Drug testing in the workplace has become more common in the past few years, despite widespread testing; it hasn't diminished all drug use. Opponents believe that drug testing is a violation of employee's right to privacy. Employers say that it is a method to control substance abuse. Since employers don't want to deal with substance abuse, they do drug testing to help keep it out of the workplace.

Employers say that substance abuse accounts for decreased job performance, increased safety risks, and more days of work being missed than usual. Opponents say that random drug testing is an infringement of civil rights that involves discrimination, lack of policy, and lack of probable cause.

Advocates say that drug and alcohol abuse cost the United States about 160 billion dollars a year on lost productivity and the rising costs of healthcare are due to the increase of work related injuries and accident. Marijuana is one of the most widely abused substances among all of the drugs that are being test for in an analysis. In a recent survey of high school seniors, 36.3 percent have used marijuana before the age of eighteen. And 10.3 percent have used cocaine in their lifetime.

With drug testing becoming more widespread, opponents say that more and more legal issues are being brought up because they say it is an invasion of privacy and employers test without probable cause.

Which bring up the question, what is the effectiveness of drug testing if the employee is only going to be tested once? Therefore the test loses its effectiveness and value. What drugs should employers test for? Drug tests only check for a few of the numerous drugs that are out there. The test cannot confirm the presence of alcohol, because after twenty four hours it leaves and body and is no longer detectable.

When employers that are adopting a drug policy, because of a drug related problem that is starting to affect worker productivity and need to have a policy that is well put forth and is accepted by all of people that would be affected. All procedures should be standardized, and that all tests are truly done at random to avoid lawsuits that involve discrimination, and bias that is based on lack of probable cause and rumors.

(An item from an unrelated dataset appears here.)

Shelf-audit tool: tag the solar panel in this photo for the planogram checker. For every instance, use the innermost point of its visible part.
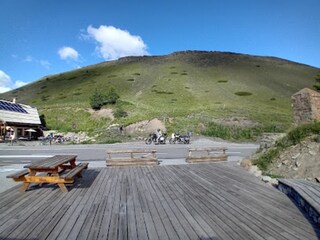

Why should employer have a comprehensive drug free workplace? New research has uncovered some startling facts that nearly seventy five percent of all illicit drug users are full and part time employed. A large part of the nation's workforce in now partly impaired because of the substance abuse which account for more unhealthy employees, loss of productivity, smaller profits and other negative effects on the nation's workforce and all the employers.